My Mom accidentally dropped an external hard drive, and it now appears that the hard drive is damaged and can't be read on its own - I took it to a local computer repair shop and they took the hard drive out and tried to access it separately to no avail.

It sounds like our only option is to use a data recovery service. I understand that there are a lot of options out there and the price range varies greatly.

I thought I'd check and see if anyone on here knew of a good, yet inexpensive data recovery service for a damaged hard drive. Any thoughts are greatly appreciated! Thanks!


----------



## BattleZone (Nov 13, 2007)

Good and inexpensive do not go together in that industry. Data recovery services are VERY expensive, and only worth it for VERY valuable data. I promise you, it won't begin to be worth the cost to recover some TV shows and movies.

But if you want to try, this is the place:

http://www.drivesaversdatarecovery.com/


----------



## kiknwing (Jun 24, 2009)

Because it sounds like a mechanical problem, your looking at at least a couple hundered . I guess this is too late nobut the golden rle for computers is backup, backup, backup.


----------



## dpeters11 (May 30, 2007)

DriveSavers is one of the best in the industry. The nice thing is they have a deal with most hard drive manufacturers that they are authorized to open the drive without affecting a warranty if the drive still has one, though dropping it may void it.

This type of recovery certainly is cheaper than say if the system was burned in a fire but they can give you a quote.


----------



## Marlin Guy (Apr 8, 2009)

The data has to be of substantial value to pay the pros to get it for you.
If it's not, then I'd try a DIY method before scrapping the drive altogether.

http://free-backup.info/diy-hard-drive-recovery-for-the-extremely-desperate.html


----------



## SayWhat? (Jun 7, 2009)

If the shop you took it to says the read system is mechanicaly damaged, there is little hope other than a recovery service. The reason for the cost is the labor and equipment involved. They have to disassemble the drive, remove the platters and set them up in another system to read the data.

Then there's the chance that the platters themselves are damaged.

Another possibility is that the attached circuit board is damaged but the platters and mechanical drive system are intact. It might be possible to have that board replaced.

I guess I'd have to wonder how good the local shop is that checked it and what tests they did.


----------



## RasputinAXP (Jan 23, 2008)

Drivesavers. they have some cheap, slow options now.


----------



## Getteau (Dec 20, 2007)

My company has used On Track in the past and they do good work. When my laptop drive died, I think it was between 1500 and 2500 to recover the data.

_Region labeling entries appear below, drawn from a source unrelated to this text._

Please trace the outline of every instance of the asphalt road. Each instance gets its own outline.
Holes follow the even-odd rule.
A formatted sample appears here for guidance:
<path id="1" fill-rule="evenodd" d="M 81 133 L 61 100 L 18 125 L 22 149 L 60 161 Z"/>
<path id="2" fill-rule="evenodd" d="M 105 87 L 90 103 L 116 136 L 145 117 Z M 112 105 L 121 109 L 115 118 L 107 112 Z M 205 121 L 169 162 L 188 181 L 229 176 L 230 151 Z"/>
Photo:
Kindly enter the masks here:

IIRC, the process was basically, 
1. Send them the drive
2. They look at it for a set fee
3. They send you a file with readout of what they could recover and the recover price.
4. If you decide to pay for the recovery, they restore the data to a USB drive and mail you the USB drive and your original drive.

They did my recovery about 5 years ago and I think that was the process.


----------